Both guards are GUARD-priority interceptors
The auth guard and the ARBAC interceptor are both defineBeforeInterceptor at TInterceptorPriority.GUARD. The auth guard runs first (it has no dependencies on ARBAC state); the ARBAC interceptor calls useAuth().getUserId() indirectly through your ArbacUserProvider. Apply them in that order.
Where to start
| If you want to… | Read |
|---|---|
| Bootstrap a fresh app with both layers wired | Setup |
Understand authGuardInterceptor token extraction, public-route handling, 401 mapping | AuthGuard & useAuth |
Understand arbacAuthorizeInterceptor resource/action resolution, scope plumbing, 403 mapping | ARBAC Authorize |
| Look up every decorator and composable in one place | Decorators |
Wire up /auth/logout / /auth/refresh / /auth/status / /auth/trigger | REST Controllers |
List a user's signed-in devices, revoke one / log out others, mount SessionsController | Sessions |
Configure the unified AuthWorkflow, subclass it, override resolveXxx, hook the email outlet | Workflows |
| Let users log in / recover by phone, deliver the recovery OTP to a verified channel, auto-promote handles | Phone, Recovery Channels & Handles |
Wire "Sign in with Google" — login-form SSO button, OAuthController, connected accounts, callback bridge | Federated Login (OAuth) |
| Turn the app INTO an OAuth/OIDC provider — CLI loopback login + first-party "Sign in with the main app" | Authorization Server |
| Render the workflow forms (QR, consents, password rules) in your SPA | SPA Components |
Add ARBAC scopes to your AsDbController-derived REST endpoints | DB Controllers |
Drive @arbac.* annotations from .as user models | Atscript Models |
| Wire an audit sink | Audit Log |
Look up AuthOptions and AuthWorkflowOpts tuning knobs | Config Reference |
Mental model
HTTP request
│
▼
authGuardInterceptor (GUARD) ← reads bearer / cookie token, sets AuthContext or null
│
▼
arbacAuthorizeInterceptor (GUARD) ← resolves resource/action via @ArbacResource/@ArbacAction
│ evaluates against ArbacUserProvider(roles, attrs)
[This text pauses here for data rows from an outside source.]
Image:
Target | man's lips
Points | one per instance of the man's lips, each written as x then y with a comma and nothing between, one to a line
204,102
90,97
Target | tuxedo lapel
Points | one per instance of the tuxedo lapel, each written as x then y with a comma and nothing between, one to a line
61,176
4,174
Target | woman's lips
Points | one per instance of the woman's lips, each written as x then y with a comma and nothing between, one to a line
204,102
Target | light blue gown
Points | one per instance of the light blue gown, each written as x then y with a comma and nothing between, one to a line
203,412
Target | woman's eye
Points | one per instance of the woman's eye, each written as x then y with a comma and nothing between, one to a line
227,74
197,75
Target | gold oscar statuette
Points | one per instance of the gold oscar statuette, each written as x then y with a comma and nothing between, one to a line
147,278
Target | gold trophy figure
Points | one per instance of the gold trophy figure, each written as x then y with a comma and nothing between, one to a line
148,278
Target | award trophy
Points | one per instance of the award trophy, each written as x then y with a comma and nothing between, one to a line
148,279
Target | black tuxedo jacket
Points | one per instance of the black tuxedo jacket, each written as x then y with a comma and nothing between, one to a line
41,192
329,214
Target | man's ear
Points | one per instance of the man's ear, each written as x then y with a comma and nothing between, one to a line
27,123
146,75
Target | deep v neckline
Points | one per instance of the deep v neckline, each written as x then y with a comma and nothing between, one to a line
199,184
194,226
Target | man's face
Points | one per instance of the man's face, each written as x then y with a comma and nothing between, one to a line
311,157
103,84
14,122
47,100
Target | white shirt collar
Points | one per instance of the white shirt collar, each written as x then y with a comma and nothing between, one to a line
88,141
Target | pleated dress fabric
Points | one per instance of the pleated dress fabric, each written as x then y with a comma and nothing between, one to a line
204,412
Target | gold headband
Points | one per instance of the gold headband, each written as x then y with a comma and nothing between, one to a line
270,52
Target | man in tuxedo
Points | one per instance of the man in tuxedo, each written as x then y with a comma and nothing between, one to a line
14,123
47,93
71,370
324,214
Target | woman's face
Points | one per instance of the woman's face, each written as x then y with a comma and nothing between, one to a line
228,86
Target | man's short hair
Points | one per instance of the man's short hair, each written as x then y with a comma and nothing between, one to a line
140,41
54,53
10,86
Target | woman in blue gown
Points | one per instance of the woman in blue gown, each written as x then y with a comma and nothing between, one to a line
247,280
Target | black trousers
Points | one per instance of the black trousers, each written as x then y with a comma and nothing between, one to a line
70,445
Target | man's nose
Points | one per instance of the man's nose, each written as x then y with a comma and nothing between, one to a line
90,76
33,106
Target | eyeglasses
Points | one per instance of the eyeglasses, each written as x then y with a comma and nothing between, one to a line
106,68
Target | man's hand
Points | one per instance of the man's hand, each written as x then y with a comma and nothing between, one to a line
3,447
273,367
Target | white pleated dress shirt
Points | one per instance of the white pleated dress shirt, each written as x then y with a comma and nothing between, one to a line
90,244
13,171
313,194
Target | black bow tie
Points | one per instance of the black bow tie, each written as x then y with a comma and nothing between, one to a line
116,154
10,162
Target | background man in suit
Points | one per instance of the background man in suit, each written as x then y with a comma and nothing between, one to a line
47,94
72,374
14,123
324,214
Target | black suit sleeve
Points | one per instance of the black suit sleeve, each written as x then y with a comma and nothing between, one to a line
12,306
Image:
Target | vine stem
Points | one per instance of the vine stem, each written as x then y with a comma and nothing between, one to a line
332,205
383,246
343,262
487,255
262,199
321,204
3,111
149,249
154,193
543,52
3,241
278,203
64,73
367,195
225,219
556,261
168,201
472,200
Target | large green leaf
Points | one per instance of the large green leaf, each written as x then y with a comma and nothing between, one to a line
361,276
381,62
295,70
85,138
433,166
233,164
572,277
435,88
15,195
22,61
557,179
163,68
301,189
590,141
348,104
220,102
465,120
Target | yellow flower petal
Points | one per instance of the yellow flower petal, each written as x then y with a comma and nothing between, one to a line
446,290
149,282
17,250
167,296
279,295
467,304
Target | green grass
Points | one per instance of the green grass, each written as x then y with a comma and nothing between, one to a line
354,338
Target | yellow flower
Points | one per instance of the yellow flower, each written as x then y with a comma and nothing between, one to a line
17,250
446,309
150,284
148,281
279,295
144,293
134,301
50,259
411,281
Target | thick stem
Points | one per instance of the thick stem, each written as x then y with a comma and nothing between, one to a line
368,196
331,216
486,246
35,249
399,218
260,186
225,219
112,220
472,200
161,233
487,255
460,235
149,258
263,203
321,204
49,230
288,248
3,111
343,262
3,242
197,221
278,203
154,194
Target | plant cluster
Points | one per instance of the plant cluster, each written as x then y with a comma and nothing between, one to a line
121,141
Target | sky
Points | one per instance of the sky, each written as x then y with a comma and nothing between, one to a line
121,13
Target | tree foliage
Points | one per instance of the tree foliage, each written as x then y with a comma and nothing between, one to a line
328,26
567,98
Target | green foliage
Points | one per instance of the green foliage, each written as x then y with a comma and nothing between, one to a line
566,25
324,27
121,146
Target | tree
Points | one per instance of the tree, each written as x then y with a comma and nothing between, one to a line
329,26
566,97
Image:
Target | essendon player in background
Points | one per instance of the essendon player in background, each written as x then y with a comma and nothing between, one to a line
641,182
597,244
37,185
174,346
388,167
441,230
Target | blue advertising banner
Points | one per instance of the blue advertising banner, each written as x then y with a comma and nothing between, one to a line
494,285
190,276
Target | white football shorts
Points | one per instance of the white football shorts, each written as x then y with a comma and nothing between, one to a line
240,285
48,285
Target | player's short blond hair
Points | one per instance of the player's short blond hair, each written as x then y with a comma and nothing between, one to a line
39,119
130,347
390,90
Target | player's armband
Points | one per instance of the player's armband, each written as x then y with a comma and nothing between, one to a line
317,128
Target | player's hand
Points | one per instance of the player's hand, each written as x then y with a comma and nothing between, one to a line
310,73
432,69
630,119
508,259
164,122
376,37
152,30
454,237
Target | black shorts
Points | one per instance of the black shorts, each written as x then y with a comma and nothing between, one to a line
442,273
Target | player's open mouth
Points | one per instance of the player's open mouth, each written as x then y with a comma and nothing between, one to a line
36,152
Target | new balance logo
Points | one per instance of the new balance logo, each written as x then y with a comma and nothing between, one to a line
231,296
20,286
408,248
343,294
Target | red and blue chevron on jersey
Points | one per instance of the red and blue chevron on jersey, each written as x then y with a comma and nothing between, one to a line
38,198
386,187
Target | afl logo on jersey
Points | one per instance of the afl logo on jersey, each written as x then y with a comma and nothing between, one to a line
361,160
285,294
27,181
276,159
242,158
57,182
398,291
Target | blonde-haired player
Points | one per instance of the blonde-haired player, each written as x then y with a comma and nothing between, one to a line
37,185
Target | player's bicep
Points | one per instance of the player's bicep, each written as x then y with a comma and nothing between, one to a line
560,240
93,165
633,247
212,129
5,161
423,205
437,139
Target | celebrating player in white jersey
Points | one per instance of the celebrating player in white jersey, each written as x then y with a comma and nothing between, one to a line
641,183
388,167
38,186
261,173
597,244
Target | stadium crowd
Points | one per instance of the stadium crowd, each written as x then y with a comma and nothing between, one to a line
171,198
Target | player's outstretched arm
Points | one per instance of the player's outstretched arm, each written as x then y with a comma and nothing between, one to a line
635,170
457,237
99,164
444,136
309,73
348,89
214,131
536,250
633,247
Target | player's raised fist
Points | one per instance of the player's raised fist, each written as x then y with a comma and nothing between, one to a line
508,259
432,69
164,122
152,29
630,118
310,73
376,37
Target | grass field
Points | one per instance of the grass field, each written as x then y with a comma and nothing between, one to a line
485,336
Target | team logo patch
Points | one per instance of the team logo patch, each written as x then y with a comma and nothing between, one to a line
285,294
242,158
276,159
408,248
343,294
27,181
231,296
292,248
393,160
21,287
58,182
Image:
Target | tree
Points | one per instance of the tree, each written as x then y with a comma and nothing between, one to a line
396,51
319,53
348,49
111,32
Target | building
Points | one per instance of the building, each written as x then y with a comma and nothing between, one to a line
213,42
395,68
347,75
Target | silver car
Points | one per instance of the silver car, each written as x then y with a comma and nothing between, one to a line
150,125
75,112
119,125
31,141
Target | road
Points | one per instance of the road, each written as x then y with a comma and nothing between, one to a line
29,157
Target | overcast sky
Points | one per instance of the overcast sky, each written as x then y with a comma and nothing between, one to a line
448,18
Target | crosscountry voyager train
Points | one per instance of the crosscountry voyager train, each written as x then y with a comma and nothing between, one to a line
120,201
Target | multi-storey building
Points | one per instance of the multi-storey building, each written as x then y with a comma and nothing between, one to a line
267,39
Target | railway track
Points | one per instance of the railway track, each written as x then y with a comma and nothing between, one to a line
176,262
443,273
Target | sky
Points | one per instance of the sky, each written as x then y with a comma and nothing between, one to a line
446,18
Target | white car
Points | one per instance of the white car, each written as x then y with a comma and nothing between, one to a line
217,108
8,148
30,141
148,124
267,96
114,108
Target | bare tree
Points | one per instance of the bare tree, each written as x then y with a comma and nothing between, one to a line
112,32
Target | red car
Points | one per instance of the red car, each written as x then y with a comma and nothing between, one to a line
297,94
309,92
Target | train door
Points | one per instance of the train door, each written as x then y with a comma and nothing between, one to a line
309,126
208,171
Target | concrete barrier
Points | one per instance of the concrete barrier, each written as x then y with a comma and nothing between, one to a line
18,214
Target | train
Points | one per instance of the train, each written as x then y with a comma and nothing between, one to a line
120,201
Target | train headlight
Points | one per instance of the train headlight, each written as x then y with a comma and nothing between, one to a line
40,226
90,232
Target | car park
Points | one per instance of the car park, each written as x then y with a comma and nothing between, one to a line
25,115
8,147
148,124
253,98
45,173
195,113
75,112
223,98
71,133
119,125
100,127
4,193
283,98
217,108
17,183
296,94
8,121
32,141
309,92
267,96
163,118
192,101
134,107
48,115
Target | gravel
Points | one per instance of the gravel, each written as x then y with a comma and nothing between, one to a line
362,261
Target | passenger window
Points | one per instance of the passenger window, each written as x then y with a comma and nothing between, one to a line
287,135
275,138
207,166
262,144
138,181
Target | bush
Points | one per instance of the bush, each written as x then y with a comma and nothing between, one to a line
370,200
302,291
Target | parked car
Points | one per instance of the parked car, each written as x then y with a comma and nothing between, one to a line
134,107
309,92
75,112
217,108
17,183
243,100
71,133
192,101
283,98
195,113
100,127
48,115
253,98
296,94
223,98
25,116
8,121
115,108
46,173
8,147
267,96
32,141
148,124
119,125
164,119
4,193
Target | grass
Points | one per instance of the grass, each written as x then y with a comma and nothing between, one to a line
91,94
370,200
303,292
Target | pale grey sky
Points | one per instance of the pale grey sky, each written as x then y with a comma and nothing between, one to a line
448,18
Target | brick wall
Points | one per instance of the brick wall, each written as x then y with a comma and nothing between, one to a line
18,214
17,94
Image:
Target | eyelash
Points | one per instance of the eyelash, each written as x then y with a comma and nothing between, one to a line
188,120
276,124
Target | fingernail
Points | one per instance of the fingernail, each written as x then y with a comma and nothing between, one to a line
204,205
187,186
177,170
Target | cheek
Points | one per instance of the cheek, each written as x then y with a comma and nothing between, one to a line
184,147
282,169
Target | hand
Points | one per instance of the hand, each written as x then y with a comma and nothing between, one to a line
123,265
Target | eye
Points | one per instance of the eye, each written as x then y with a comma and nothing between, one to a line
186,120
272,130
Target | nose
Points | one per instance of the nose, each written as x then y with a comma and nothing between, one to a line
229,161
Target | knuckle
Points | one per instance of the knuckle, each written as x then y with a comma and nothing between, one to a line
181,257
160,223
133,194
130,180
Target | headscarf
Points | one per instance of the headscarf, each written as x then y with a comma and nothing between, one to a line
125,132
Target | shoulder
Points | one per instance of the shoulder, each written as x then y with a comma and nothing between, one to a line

│ sets per-event scopes; 403 on deny
▼
@Intercept / @Pipe (INTERCEPTOR / PIPE priorities)
│
▼
Handler
│ useAuth().getUserId() ← throws 401 if no context
│ useArbac().getScopes() ← reads scopes set by the interceptor
▼
ResponseWorkflow events (@moostjs/event-wf) inherit the originating HTTP event's AuthContext and option slot through Moost's parent chain. useAuth() and useArbac() traverse the parent chain so handler code inside a @Step can call them as if it were running inline. See Workflows for the details.